We found a table at the front of the restaurant so, as Sadie observed, we could watch interesting people pass by the front window. ‘Maybe we’ll spot some hunky soldiers,’ Sadie said.

‘They’re all children,’ Rose said.

‘Not the officers,’ Sadie said. She peered at the meatloaf on her fork. ‘I think this is mostly breadcrumbs,’ she said. She popped the piece into her mouth. ‘Oh, well, it tastes good.’

‘I guess Peggy couldn’t come?’ I asked.

‘No,’ Sadie said. ‘She’s cooking dinner for Spencer and maybe darning his socks.’

‘I’m never getting married,’ Rose said.

‘So you’ve said,’ Sadie said. ‘But you can date, can’t you? And not all husbands are like Spencer Benton.’

‘What about you, Louise?’ Rose said. ‘Do you think you’ll ever get married?’

‘Well, I’ve been married,’ I answered, scraping up the tiny crumbs of my peach pie. I would swear there was real sugar in it. ‘My husband died of pneumonia six years ago.’

‘You dope,’ Sadie said to Rose. ‘Didn’t you notice there’s a “Mrs” before her name?’

Rose laid her head on the table and crossed her arms over it. ‘I am so terribly sorry,’ she said, her voice muffled. ‘This must be my stupid day.
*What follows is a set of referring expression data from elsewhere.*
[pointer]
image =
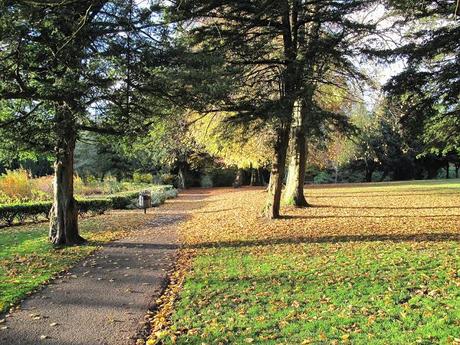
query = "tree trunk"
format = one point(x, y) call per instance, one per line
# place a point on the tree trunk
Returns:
point(253, 181)
point(238, 178)
point(294, 192)
point(272, 206)
point(181, 179)
point(64, 213)
point(260, 177)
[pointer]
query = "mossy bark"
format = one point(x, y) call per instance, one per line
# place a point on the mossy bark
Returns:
point(273, 204)
point(64, 213)
point(239, 177)
point(294, 191)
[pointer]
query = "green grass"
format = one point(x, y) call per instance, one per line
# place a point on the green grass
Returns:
point(27, 259)
point(360, 268)
point(321, 293)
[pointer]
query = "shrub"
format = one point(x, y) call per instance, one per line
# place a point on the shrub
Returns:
point(142, 177)
point(15, 184)
point(43, 185)
point(123, 200)
point(21, 212)
point(206, 181)
point(34, 211)
point(94, 206)
point(168, 179)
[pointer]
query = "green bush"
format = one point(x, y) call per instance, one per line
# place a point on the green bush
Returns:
point(34, 211)
point(122, 201)
point(206, 181)
point(21, 212)
point(168, 179)
point(142, 177)
point(94, 206)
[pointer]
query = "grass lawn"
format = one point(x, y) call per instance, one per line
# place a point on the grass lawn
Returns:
point(368, 264)
point(27, 259)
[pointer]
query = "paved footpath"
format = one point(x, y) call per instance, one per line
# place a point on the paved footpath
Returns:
point(104, 298)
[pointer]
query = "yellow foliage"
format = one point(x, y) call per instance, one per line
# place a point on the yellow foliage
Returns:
point(15, 185)
point(243, 149)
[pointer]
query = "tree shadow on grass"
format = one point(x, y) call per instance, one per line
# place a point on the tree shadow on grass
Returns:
point(388, 207)
point(370, 216)
point(421, 237)
point(375, 195)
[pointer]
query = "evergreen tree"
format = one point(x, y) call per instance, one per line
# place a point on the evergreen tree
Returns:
point(68, 67)
point(264, 42)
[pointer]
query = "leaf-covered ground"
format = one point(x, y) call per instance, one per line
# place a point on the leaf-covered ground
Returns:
point(27, 259)
point(368, 264)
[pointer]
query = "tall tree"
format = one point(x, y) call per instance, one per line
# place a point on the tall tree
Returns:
point(68, 67)
point(264, 40)
point(428, 89)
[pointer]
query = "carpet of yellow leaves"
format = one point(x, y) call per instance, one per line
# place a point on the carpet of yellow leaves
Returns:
point(420, 213)
point(374, 212)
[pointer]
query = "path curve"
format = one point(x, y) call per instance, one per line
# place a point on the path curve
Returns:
point(104, 298)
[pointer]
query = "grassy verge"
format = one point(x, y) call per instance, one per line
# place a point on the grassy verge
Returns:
point(372, 264)
point(27, 259)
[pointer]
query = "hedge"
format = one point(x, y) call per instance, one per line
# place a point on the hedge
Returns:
point(34, 211)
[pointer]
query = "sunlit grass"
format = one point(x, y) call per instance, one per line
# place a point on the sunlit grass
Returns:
point(369, 264)
point(27, 259)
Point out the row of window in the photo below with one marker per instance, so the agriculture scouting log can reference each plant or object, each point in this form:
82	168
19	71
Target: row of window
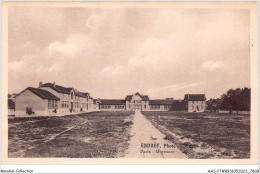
105	106
119	107
52	104
197	102
158	106
193	107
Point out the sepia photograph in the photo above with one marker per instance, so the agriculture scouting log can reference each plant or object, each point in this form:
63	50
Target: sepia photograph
130	81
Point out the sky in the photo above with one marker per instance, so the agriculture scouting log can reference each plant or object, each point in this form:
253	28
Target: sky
111	53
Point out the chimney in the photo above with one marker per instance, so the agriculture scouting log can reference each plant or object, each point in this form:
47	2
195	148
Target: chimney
40	84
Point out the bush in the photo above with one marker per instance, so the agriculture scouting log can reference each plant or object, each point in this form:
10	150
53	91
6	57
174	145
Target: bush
29	111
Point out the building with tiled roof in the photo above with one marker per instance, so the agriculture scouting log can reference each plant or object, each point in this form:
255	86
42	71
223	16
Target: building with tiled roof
195	102
142	102
52	99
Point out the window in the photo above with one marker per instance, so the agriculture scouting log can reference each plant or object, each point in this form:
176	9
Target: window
49	103
167	106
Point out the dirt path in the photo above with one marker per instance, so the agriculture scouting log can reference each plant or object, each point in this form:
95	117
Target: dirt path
143	132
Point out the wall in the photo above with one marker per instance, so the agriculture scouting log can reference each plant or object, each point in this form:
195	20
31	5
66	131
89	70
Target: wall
112	107
29	99
192	106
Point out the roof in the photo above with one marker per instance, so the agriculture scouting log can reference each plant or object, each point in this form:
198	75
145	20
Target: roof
112	102
57	88
144	97
80	94
195	97
160	102
43	94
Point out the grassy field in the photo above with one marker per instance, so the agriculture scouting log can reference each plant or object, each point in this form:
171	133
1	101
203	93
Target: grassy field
90	135
205	135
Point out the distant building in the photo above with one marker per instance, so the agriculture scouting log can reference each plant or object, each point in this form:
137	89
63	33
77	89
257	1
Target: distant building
136	102
35	101
195	102
191	103
51	99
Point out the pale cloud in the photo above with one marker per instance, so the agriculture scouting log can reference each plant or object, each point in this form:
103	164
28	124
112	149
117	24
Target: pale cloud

Please forgive me.’

‘What was your husband like?’ Sadie persisted. ‘Did you like being married?’

‘Do you think you could repress your curiosity for a few seconds until I can see if Louise is mad at me?’ Rose asked, sitting back up.

‘I’m not mad at you at all; it’s been six years since Bill died,’ I said to her. ‘And yes, Sadie, I did like being married. Bill was my childhood sweetheart. He had a good job, and during the Depression only one person in a family could work. I had fun fixing up our apartment and learning to cook. We went out to the movies or to a fish fry at church on the weekends. I didn’t know there was anything else.’

‘I’m so sorry,’ Rose said again.

‘For heaven’s sake,’ I said. ‘Forget about it.’

‘Do you want to get married again?’ Sadie asked.

‘If I meet the right man, sure,’ I said. I thought about Joe. I was in love with him, but he was not the right man! I wasn’t even sure the name he was using was his real name. ‘But I don’t want to get married just for marriage’s sake. I really like working and supporting myself.’ By which I meant that I was thrilled not being dependent on my parents, not cleaning slimy fish at their fish camp, not feeling like every eye at my Baptist church was trained on me and not being introduced to every halfway presentable bachelor in Wilmington, North Carolina. Especially the elderly widowers who chewed tobacco.